Forse a un certo punto dobbiamo fare a pezzi perfino i nostri miti, come rito di passaggio, di crescita e consapevolezza della nostra unicità. Magari allora la verità sta nel mezzo, siamo tutti un po’ “weirdos”, come la barbie ossessivamente tesa alla spaccata che nel film ha il volto di Kate McKinnon, un po’ pink e un po’ dark, a giorni alterni e per fortuna non c’è niente di male in questo. Non resta che ballarci su, salutando amabilmente i mezzi busti dell’ex wrestler John Cena-Tritone e Dua Lipa-sirena, letteralmente incastonati dentro un durissimo quanto azzurro cemento oceanico, che assieme a Lizzo, Billie Eilish e molti altri artisti, fra i più acclamati del panorama musicale, coesistono in una colonna sonora da movimento d’anca assicurato.
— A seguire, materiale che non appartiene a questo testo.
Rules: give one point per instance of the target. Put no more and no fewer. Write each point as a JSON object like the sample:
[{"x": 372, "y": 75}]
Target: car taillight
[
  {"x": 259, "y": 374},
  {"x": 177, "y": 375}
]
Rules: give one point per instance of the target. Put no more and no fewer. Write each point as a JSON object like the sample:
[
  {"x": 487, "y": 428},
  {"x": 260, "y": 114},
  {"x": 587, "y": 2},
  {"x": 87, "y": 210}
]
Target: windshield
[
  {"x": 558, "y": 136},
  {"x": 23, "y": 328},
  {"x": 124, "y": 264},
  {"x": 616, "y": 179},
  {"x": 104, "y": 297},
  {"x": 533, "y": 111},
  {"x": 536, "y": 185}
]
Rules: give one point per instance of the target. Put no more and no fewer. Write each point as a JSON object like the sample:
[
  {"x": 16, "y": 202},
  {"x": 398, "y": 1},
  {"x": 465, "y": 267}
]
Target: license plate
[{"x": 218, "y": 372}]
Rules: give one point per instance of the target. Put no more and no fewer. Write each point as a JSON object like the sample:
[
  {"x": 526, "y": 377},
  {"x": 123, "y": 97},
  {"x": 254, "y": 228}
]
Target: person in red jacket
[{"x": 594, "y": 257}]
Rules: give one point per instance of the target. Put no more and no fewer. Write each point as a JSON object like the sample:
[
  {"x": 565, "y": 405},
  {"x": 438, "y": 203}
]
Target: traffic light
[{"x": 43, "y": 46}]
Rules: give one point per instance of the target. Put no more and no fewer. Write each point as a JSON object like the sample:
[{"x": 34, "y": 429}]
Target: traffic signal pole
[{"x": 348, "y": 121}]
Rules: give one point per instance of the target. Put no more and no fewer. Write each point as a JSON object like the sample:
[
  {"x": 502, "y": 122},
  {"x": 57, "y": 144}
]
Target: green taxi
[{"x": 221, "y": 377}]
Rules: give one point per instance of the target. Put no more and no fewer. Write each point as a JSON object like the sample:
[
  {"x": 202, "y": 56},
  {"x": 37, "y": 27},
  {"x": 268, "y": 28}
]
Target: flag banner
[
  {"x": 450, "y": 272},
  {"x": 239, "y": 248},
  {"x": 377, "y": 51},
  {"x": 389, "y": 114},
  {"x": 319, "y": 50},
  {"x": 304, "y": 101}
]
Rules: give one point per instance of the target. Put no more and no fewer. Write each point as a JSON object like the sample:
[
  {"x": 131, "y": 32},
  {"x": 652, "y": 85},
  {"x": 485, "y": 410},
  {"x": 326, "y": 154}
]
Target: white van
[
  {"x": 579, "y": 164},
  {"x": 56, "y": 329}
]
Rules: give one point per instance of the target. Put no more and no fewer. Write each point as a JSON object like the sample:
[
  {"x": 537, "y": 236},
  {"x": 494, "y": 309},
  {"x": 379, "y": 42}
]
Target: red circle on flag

E se rimane ancora tristemente riconoscibile l’assunto di Ariana Greenblatt, nel film Sasha, la figlia di Gloria, per cui “tutti odiano le donne: donne e uomini”, possiamo tentare di fuggire semplicemente anche noi dalla nostra personale Barbieland fantascientificamente libera da cellulite, o Mojo Dojo Ken House infestata di cavalli e testosterone, intesi entrambe come inscatolamenti mentali, per cui dobbiamo dimostrare per forza di essere migliori dell’uomo o della donna di turno, per accettare di essere solo noi stessi, imperfezioni e ripensamenti inclusi. Magari ci basta semplicemente essere Barbara dai piedi piatti in birckenstock rosate, o “solo” Ken (Kenough) in autonomia, senza sentirsi l’accessorio di nessuna… Sfrecciando liberi su pattini fluo, nella Venice Beach dei nostri sogni off course!

In fondo è questo il messaggio di questo bel film da ben 145 milioni di dollari, che immaginiamo già campione d’incassi, grazie a Greta Gerwig per avercelo ricordato.